Well, I haven't been very good at keeping up here.  No good reasons.  But in a few short days I have an appointment.  It's a big one as it is the final checkup post op for my broken collarbone.  For those who haven't heard the whole story, yes- I got bucked off a horse.  This is the same horse that a month later and not that much more practice, safely carried Libby at a huge horse show with never stepping a foot wrong.  So many people kept asking if this was the same horse that bucked, in disbelief that I finally started responding, "yeah, I just can't ride."  We will probably never figure out what caused her to start bucking that day, as she was fine minutes later when Libby rode her, but I'm just glad it seems to be behind her.
The ER Dr seemed to think I could get by with just wearing a figure 8 harness.  My own doctor took one look at my xray and knew I needed to see a surgeon.  

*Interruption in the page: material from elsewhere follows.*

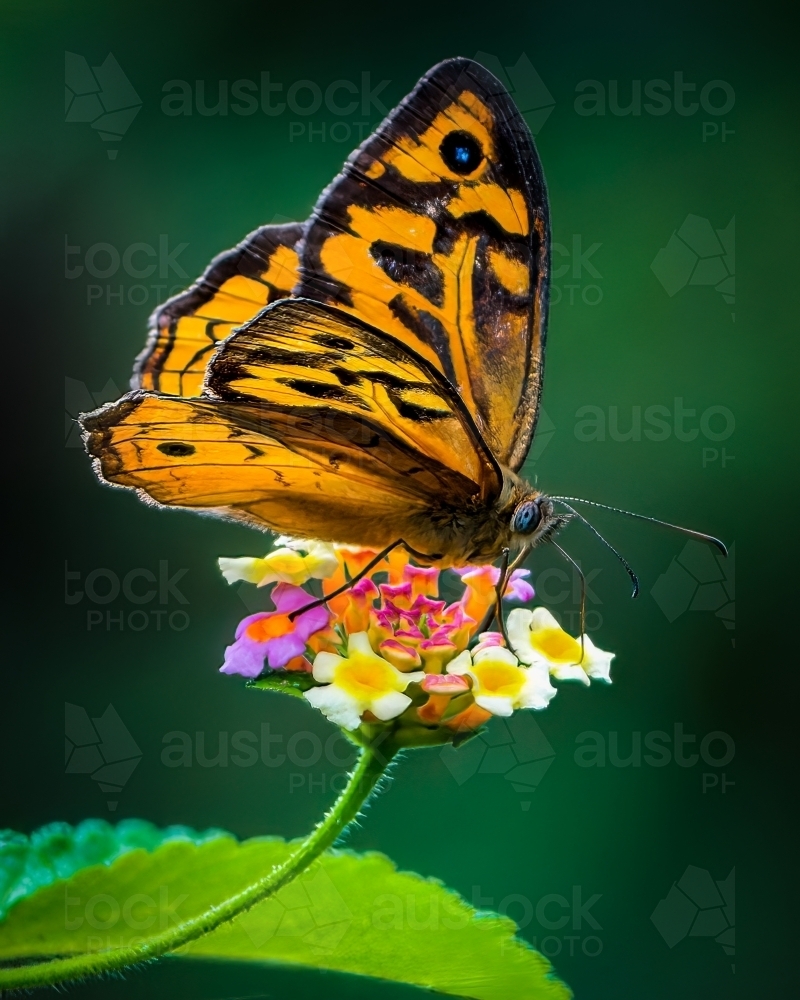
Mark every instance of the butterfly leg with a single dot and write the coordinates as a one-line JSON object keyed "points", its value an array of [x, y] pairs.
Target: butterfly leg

The surgeon gave me my "options".  I could leave it and see if some cells might drop down and connect the two pieces or I could have surgery and be better in 6 weeks.  I opted for the surgery.  I wasted a week just waiting to get to that point and I wanted to start getting better.  Before surgery, this was what it looked like:

That lump is the bone almost protruding through the skin.  In fact the surgeon said that when he went to open the incision there were only a few layers of skin keeping it from breaking through.  Sure glad I got it fixed.  The day after surgery it was already looking better:

I had to spend way too much time doing nothing or not enough of anything but it is finally getting back to almost normal.




Here's hoping the xray tomorrow shows a healed bone and I get back strength and range of motion before too much longer.  Long term is that I should probably not fall off a horse and land on it again, and the cold is more of a pain in my shoulder than a pain in my ass.  But all in all I feel a lot better than I thought I would at this stage of the healing game!